The wreck of World War II aircraft carrier USS Wasp has been discovered in the Coral Sea more than 70 years after the ship was sunk during the Guadalcanal campaign.
Wasp was spotted on the seabed by experts from the vessel RV Petrel, which is part of a research organization set up by the late billionaire Paul Allen.
The carrier was escorting Marine reinforcements to Guadalcanal when she was hit by four torpedoes fired by the Japanese submarine I-19 on Sept. 15, 1942. Of the ship’s 2,162-strong crew, 176 were killed in the attack.
Unable to battle the fires that raged on the carrier, Wasp’s crew were forced to abandon the ship. Drifting and aflame, the vessel was scuttled by U.S. forces.
In a statement, Allen’s Vulcan organization notes that, although the torpedoes caused a massive inferno, Wasp’s crew were reluctant to leave the ship until all their crewmates were safe.
The storied ship, which was the first to launch U.S. Army planes from a U.S. Navy carrier, was also deployed to Iceland in 1941 and to the besieged Mediterranean island of Malta in April and May 1942.
“Wasp represented the U.S. Navy at the lowest point after the start of WWII. Her pilots and her aircrew, with their courage and sacrifice, were the ones that held the line against the Japanese when the Japanese had superior fighter aircraft, superior torpedo planes and better torpedoes,” said Rear Admiral (Ret.) Samuel Cox, director of the Naval History and Heritage Command, in the statement. “The first year of the war, it was touch and go. Those who served at that time deserve the gratitude of our nation for holding the Japanese back.”
Resting at a depth of nearly 14,000 feet, photos captured by an undersea drone clearly show Wasp’s bridge, anti-aircraft guns, a 5-inch gun, the wreckage of Avenger aircraft and an anchor.
Earlier this year the RV Petrel discovered one of the first Japanese battleships to be sunk by U.S. forces during World War II. Imperial Japanese Navy ship Hiei sank on Nov. 14, 1942, in the Solomon Islands.
Microsoft co-founder Paul Allen died in October 2018 from complications of non-Hodgkin’s lymphoma. His research organization has discovered a host of historic military shipwrecks, such as the wrecks of the USS Helena, the USS Lexington and the USS Juneau.
The group’s biggest discovery, however, came in 2017, when Allen and his team found the long-lost wreck of the USS Indianapolis in the Philippine Sea.

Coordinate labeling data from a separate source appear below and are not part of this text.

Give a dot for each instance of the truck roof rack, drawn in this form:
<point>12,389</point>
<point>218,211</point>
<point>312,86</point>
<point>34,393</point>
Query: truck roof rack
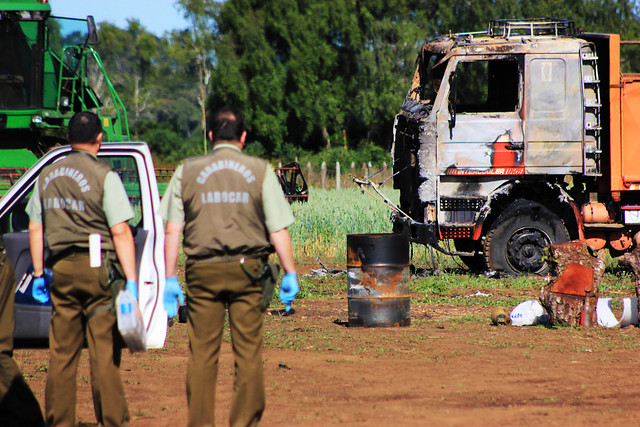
<point>531,28</point>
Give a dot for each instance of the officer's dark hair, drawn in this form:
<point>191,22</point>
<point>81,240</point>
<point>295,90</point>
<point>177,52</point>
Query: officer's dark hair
<point>227,124</point>
<point>84,127</point>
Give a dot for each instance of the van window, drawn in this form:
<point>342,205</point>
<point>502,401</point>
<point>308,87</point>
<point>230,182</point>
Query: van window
<point>125,166</point>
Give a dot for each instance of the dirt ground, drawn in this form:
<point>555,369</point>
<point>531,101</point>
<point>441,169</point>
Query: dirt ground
<point>450,367</point>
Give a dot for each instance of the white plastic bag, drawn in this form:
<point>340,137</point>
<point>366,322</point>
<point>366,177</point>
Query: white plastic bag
<point>529,313</point>
<point>130,323</point>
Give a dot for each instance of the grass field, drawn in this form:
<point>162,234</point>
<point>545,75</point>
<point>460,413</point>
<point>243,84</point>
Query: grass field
<point>323,223</point>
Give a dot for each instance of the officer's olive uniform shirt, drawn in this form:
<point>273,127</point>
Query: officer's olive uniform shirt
<point>277,213</point>
<point>115,202</point>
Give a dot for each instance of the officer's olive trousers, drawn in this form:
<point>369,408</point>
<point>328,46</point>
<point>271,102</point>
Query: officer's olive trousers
<point>212,288</point>
<point>18,405</point>
<point>76,294</point>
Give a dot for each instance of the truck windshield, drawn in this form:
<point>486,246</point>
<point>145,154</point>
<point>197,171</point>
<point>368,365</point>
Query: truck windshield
<point>431,72</point>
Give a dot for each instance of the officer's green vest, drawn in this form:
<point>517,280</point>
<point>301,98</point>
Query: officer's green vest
<point>224,216</point>
<point>71,193</point>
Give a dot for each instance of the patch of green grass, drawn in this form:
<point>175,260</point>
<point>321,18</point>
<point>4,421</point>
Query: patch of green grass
<point>323,223</point>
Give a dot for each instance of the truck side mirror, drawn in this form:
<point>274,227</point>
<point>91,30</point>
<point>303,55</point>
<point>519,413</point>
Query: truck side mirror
<point>453,100</point>
<point>92,33</point>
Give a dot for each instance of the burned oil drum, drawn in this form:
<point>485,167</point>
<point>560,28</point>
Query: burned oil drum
<point>378,280</point>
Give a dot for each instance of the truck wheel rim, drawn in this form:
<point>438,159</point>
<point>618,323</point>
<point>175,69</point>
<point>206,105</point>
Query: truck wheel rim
<point>525,250</point>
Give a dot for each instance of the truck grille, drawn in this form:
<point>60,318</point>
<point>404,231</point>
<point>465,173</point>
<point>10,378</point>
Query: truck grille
<point>456,232</point>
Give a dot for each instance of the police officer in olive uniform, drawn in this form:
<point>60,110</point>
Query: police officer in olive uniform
<point>234,214</point>
<point>18,406</point>
<point>73,199</point>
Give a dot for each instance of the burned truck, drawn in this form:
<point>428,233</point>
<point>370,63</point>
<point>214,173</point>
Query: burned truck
<point>518,137</point>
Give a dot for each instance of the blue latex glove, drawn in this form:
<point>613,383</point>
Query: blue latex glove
<point>172,294</point>
<point>40,290</point>
<point>289,289</point>
<point>132,286</point>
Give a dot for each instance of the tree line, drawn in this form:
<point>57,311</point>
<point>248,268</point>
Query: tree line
<point>310,75</point>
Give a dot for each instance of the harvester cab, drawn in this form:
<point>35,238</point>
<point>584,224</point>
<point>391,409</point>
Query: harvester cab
<point>49,70</point>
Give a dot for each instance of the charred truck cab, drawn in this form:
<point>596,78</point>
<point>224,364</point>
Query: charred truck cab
<point>519,137</point>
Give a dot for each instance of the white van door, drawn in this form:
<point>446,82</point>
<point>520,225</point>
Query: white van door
<point>133,163</point>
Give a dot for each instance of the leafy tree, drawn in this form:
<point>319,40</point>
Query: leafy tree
<point>200,44</point>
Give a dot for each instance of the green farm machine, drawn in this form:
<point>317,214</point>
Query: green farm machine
<point>48,71</point>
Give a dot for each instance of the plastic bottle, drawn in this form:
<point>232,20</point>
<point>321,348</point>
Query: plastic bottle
<point>585,317</point>
<point>130,323</point>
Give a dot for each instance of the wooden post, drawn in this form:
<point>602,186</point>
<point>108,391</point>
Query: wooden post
<point>353,173</point>
<point>323,175</point>
<point>384,173</point>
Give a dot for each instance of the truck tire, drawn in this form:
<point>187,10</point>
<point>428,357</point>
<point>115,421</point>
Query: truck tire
<point>515,242</point>
<point>475,263</point>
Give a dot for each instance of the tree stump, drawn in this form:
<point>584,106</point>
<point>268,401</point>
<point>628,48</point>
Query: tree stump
<point>575,273</point>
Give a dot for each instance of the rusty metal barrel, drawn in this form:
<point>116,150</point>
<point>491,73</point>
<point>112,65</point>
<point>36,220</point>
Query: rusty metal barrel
<point>378,276</point>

Researchers across the globe are working to locate sites of World War II wrecks. The wreckage of U.S. B-24 bomber, for example, was discovered in Papua New Guinea, in a separate project. The plane’s wreck was found in 2018, 74 years after it was shot down during a fierce battle with Japanese forces.
Last summer a team of scientists from the Scripps Institution of Oceanography at the University of California San Diego and the University of Delaware located the missing stern of the destroyer USS Abner Read, which was torn off by a Japanese mine in the remote Aleutian Islands.
Seventy-one lives were lost following the incident on Aug. 18, 1943, although the crew’s heroics kept the Abner Read afloat. Sailors worked quickly to shore up the damage and kept the main part of the Aber Read’s hull watertight. Two nearby U.S. Navy ships towed the destroyer back to port.
Also last year, a decades-long mystery about the fate of a ship that disappeared during a World War II rescue mission was finally solved.
The wreck of the Empire Wold, a Royal Navy tug, was discovered by coastguards off the coast of Iceland. The ship sank on Nov. 10, 1944, with the loss of her 16 crewmembers.
An extremely rare World War II Spitfire fighter plane flown by a pilot who later took part in the “Great Escape” was also recovered from a remote Norwegian mountainside last year.